‘Yapayalnız Bir Kadın”ın kitabı çıktı!..
O Hanımefendi vicdanımız!..
Derinlere gömdüğümüz “Delikanlı” tarafımız.
“Kaybetmemek” için “kazanç”tan vazgeçen bizlerin, “kazanmak için kaybı göze almanın” zaruret olduğunu bilip de bilmezden gelen yanımız.
Her toplumun “vicdanını” açığa vuran insanlar vardır.
Ve “İNSAN” olmanın hakkını verenler de işte onlardır!..
¥
Bu “erkekler” dünyasında ve bilhassa da “erkekler” Türkiyesinde bir “Hanımefendi” pısmış kitlelere döndü ve...
“Ayağa kalkın” dedi:
“Hiçbir kaybın bedeli ‘Onur’ kaybından ağır değildir!..
Ve hiçbir ‘dokunulmaz’ inançtan güçlü değildir!..”
¥
Aytaç Kılınç, “üniformalı bürokrasi”nin en etkin, en haşin, en sorgulanamaz olduğu dönemde...
Ve...
Ne yazık ki, nice sakallıların, bıyıklıların pıstığı bir dönemde...
Çıktı ve koca bir “zulüm mekanizmasına” kafa tuttu!..
Ve çok daha önemlisi...
“Korkaklığa itidal kılıfını geçiren” ezik kitlelere, “Onu bunu bırakın da... Önce adam olun adam!” mesajını verdi!..
Bütün sınavlardan dereceyle geçmiş olduğu halde önüne bin türlü “engel” çıkaran zamanın “dokunulmazlarına”, hem de “dokunulmazlıklarının en koyu olduğu dönemde” bedel ödemeyi göze alarak kafa tuttu!..
Kolay mı?..
Koca koca bıyıklıların, cüzdanı kabarık, koltuğu geniş olanların “pıstığı” bir dönemde, bir “kadın...”
Hem de bir “Memure...”
Çıkacak ve görev yaptığı okullardaki “darbeci yolsuzluklarının” hesabını soracak...
Milletin boğazından kesilen paraların, birtakım “dokunulmazların” ceplerine gitmesini engellemek, gidenleri de “hazineye kazandırmak” için belge toplayacak...

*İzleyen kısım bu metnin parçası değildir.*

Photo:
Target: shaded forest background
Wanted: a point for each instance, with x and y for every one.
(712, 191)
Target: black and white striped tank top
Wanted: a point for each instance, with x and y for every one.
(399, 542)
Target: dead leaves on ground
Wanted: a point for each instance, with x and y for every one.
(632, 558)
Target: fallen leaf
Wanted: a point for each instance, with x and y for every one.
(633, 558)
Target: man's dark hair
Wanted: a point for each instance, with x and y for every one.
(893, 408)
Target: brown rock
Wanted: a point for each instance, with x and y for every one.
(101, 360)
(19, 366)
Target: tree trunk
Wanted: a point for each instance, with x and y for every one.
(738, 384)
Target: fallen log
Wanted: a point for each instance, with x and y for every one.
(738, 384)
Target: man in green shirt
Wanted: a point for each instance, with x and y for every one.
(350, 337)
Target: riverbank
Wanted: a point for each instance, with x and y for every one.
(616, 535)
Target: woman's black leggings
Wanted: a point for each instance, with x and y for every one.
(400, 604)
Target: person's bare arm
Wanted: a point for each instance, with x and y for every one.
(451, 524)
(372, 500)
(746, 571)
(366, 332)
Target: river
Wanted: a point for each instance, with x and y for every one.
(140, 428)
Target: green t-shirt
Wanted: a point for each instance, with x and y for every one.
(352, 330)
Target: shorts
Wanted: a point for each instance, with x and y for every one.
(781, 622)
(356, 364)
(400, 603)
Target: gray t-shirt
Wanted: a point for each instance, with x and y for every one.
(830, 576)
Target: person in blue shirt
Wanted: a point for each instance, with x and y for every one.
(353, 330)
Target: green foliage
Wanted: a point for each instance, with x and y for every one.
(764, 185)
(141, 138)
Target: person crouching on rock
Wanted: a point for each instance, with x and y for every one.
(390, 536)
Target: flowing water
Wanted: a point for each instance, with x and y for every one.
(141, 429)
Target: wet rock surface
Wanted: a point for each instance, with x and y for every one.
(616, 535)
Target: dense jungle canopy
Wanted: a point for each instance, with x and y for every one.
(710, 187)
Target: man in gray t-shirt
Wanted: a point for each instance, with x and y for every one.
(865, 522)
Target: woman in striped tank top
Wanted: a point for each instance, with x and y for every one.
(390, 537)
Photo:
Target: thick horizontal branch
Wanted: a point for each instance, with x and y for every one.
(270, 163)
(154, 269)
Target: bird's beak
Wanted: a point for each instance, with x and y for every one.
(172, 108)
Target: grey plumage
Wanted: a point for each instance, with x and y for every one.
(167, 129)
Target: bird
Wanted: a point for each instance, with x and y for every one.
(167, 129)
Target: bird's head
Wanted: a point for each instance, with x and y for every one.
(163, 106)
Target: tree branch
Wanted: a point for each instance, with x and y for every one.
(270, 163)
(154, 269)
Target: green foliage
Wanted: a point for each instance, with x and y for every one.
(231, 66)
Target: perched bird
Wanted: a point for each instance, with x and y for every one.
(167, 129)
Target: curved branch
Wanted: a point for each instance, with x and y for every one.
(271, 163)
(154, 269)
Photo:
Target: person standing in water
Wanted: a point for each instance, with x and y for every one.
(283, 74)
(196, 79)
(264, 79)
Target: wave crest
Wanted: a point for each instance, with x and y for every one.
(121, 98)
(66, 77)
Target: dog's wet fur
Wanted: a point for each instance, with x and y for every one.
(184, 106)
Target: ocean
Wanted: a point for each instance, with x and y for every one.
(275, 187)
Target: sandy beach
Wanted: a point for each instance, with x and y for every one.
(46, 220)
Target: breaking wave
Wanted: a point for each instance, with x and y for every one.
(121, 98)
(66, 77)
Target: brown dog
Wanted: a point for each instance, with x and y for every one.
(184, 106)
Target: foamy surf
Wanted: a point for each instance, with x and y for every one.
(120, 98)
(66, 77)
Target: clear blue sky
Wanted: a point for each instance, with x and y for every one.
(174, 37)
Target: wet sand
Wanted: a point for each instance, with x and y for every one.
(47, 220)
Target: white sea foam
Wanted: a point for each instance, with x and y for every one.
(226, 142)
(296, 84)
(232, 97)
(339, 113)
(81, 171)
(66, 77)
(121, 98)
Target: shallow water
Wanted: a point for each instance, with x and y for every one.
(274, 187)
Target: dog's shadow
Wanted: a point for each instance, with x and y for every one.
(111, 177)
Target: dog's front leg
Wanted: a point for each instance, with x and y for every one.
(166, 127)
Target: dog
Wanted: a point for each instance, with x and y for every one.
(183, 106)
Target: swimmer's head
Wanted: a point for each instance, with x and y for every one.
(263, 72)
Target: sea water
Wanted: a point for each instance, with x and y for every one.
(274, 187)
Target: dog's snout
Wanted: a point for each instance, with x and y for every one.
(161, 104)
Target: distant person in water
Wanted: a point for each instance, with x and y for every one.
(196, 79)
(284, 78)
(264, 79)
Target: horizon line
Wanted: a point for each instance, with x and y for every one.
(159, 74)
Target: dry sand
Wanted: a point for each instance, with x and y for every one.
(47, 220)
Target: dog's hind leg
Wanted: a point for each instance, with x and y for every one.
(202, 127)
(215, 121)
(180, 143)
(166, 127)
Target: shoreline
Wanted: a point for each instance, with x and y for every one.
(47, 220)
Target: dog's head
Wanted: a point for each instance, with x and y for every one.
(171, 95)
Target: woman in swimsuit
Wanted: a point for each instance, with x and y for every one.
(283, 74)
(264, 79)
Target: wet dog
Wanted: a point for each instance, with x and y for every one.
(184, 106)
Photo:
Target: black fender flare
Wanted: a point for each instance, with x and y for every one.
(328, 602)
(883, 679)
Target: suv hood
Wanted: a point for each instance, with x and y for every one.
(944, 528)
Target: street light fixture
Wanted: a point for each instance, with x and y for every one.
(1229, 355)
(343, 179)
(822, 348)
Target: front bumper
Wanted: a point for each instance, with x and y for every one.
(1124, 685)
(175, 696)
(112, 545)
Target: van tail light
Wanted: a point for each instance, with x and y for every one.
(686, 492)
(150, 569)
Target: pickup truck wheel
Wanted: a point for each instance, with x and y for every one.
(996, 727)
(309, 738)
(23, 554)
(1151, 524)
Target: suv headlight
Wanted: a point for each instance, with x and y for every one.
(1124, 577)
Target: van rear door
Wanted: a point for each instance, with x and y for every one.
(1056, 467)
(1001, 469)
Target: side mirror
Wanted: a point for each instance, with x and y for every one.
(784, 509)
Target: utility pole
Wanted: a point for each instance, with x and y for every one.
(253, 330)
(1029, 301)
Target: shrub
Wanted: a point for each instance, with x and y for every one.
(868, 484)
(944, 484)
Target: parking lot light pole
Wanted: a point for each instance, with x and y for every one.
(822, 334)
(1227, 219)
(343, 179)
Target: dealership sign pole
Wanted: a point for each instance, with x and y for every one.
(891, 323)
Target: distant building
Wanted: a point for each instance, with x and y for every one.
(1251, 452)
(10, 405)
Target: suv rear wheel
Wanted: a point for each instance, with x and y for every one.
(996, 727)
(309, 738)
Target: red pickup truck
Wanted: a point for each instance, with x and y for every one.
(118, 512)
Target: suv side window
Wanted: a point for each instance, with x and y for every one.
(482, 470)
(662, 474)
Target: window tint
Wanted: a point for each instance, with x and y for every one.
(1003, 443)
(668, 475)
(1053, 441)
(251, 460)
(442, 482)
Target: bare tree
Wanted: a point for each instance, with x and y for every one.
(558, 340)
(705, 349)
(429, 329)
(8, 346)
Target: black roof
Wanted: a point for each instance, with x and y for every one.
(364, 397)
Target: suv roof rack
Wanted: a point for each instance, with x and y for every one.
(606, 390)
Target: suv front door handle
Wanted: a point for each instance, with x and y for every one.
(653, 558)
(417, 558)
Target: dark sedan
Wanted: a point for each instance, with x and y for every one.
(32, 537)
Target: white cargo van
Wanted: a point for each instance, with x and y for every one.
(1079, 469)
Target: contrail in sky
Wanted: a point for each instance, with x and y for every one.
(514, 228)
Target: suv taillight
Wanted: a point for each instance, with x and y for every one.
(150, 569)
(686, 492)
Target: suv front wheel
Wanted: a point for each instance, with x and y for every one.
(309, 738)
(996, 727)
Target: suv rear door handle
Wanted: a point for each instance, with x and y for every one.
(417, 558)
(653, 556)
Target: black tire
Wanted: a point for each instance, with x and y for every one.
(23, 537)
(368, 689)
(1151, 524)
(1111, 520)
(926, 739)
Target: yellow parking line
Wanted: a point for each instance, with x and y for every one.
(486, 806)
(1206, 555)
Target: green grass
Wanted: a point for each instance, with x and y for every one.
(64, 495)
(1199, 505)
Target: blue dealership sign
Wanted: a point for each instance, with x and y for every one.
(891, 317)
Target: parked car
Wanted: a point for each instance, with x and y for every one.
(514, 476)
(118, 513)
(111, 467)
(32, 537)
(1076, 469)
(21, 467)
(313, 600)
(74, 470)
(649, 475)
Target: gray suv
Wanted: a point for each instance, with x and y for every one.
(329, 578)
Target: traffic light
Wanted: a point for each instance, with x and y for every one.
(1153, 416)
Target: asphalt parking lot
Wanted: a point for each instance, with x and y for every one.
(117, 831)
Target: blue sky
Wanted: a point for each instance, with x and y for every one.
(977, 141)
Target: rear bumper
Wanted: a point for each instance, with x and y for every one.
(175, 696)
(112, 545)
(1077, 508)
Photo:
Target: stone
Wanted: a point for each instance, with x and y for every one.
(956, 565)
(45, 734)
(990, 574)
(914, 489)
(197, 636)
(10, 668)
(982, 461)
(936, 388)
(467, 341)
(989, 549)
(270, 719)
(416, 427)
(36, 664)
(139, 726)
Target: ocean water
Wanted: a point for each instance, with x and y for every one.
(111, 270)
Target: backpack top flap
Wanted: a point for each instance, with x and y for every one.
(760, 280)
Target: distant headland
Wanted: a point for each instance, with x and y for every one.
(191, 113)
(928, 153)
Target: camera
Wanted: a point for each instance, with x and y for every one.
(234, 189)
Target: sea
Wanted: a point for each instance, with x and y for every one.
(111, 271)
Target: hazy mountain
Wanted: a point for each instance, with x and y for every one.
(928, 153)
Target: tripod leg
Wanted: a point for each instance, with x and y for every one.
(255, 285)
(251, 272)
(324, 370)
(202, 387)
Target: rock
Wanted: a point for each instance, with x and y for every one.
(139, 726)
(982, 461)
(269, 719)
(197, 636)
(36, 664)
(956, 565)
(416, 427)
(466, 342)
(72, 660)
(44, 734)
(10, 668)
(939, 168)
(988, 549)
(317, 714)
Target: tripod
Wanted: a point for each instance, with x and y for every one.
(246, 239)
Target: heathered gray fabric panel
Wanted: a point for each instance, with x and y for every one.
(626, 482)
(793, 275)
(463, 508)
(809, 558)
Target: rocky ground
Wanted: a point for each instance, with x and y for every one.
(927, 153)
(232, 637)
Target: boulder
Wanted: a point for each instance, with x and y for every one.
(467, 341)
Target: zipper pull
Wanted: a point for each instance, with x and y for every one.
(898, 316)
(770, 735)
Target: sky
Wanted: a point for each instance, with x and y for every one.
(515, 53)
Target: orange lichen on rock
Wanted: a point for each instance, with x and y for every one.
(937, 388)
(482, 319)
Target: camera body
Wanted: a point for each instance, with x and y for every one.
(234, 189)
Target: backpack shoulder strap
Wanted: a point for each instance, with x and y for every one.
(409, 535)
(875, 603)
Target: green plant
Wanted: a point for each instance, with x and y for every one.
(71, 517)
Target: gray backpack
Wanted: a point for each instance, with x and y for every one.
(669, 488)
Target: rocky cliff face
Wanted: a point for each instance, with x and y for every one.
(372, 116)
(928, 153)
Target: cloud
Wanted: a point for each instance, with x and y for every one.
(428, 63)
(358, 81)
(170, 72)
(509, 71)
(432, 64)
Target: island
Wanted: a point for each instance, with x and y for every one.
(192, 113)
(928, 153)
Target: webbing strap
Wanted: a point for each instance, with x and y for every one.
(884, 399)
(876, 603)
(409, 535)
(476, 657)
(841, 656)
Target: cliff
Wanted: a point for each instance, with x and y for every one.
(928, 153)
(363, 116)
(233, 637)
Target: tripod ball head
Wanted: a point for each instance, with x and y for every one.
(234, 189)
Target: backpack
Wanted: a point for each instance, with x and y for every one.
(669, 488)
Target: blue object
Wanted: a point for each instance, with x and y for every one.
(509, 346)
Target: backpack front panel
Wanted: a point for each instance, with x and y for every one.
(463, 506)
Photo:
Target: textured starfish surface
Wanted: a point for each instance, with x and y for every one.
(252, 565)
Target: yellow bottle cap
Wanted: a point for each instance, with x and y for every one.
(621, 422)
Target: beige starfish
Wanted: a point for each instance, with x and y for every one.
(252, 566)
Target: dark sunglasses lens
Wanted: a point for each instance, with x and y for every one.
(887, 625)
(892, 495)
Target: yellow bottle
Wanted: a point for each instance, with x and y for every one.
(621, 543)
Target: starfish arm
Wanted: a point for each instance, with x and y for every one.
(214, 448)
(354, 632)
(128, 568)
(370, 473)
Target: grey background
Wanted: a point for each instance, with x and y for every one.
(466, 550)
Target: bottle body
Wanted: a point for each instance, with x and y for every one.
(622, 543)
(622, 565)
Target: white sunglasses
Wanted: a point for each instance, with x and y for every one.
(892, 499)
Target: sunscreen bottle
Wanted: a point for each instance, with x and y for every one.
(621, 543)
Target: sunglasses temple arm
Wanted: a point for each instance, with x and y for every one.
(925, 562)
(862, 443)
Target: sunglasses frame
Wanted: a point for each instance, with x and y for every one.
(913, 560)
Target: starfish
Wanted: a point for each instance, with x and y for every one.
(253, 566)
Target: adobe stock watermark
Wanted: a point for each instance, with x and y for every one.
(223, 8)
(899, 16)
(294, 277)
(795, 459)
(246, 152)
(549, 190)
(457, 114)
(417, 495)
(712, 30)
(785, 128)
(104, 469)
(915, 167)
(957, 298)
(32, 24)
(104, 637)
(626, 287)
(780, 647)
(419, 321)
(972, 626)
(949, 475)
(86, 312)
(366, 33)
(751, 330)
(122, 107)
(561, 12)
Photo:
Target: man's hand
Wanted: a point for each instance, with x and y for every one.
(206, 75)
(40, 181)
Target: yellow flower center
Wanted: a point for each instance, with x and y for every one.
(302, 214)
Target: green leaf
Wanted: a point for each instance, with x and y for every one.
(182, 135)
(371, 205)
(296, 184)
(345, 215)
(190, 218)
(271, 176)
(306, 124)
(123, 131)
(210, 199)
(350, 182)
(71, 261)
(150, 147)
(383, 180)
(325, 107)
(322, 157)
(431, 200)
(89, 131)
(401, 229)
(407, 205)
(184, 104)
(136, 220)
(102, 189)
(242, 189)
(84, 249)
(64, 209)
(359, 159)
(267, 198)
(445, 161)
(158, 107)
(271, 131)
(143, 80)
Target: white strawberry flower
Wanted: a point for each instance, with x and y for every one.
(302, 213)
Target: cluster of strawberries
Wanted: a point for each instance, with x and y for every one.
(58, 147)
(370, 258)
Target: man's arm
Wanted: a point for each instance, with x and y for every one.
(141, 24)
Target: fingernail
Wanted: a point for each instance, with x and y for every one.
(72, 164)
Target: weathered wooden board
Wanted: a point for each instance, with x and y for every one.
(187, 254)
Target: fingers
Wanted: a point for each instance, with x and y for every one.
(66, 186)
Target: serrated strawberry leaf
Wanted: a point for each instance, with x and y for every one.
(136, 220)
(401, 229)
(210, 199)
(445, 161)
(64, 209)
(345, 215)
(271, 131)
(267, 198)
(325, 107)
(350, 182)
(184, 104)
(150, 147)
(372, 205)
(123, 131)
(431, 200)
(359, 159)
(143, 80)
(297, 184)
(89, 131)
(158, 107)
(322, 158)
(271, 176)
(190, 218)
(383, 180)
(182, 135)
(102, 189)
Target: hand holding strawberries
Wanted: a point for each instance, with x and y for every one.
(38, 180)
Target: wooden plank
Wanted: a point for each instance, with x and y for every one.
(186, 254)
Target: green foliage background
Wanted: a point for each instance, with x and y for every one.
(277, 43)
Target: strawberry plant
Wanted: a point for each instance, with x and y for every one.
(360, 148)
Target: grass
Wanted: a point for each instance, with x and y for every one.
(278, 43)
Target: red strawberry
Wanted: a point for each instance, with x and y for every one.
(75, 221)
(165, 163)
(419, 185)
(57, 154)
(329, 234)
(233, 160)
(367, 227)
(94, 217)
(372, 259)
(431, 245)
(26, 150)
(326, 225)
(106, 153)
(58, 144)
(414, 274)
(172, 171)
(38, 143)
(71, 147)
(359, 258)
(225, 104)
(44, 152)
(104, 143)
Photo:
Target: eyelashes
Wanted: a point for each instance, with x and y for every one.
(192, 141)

Milli Eğitim’e başvurularda bulunacak...
Ve bütün bunlardan dolayı da...
“Bu kadını okuldan içeri almayacaksınız!.. Bin mahkeme kazansa da ona görev yaptırmayacağım... Sakın o kadın buralara gelmesin!..” EMRİ’ne hedef olacak...
Her attığı adım takipte, bütün telefon konuşmaları dinlemede...
Öyle bir baskı ki, sokakta örtünmesi bile suç!..
Hukuk siyasallaşıyor filan demekteler ya, laf!..
Ne Hukuk’u, “Bir okul müdiresi sokakta baş örtemez!” kararını bile gördük biz!..
¥
Aytaç Kılınç, Ergenekon’un da baş hedeflerinden oldu haliyle...
O Yapı’nın “harcanması gerekenler” listesinde!..
¥
İşte...
Bu Hanımefendi’nin kitabı çıktı;
“TÜRBANLI MÜDÜR
VE DANIŞTAY SALDIRISI.”
Bir yalnız kadının, bir yalnız Ana’nın “Roman” tadında eseri...
İnanın bugüne kadar eline kalem alan hiçbir kadında, ondaki akıcılığı görmedim...
Ve tabii erkekte de görmedim!..
“Höt” dediği an binlerce “Kahraman” Türk erkeğine “arka” döndürten bir gücün despotizmine, hukuk dışı uygulamalarına kafa tutan bir “Yalnız Kadın”ı öyle anlatmış ki...
Bir sütunda tarifi mümkün değil.
Okumak lazım, okumak ve okutmak...
Bir “İnanmış Kadın”ın nice “güçlü kudretli”, “nice dokunulmaz” adamlara karşı ne mücadeleler verdiğini ve
bir “İnanmış Kadın”ın ne güçlü bir “İNSAN” olduğunu idrak için...
Çağımızdan müthiş bir misal...
Aytaç Kılınç Hocam’ın önünde saygıyla eğiliyorum!..
..............
KİTAP BİLGİSİ:
Çaman Aytaç Kılınç, (2011),
“TÜRBANLI MÜDÜR VE DANIŞTAY SALDIRISI”, Nilüfer Yayıncılık.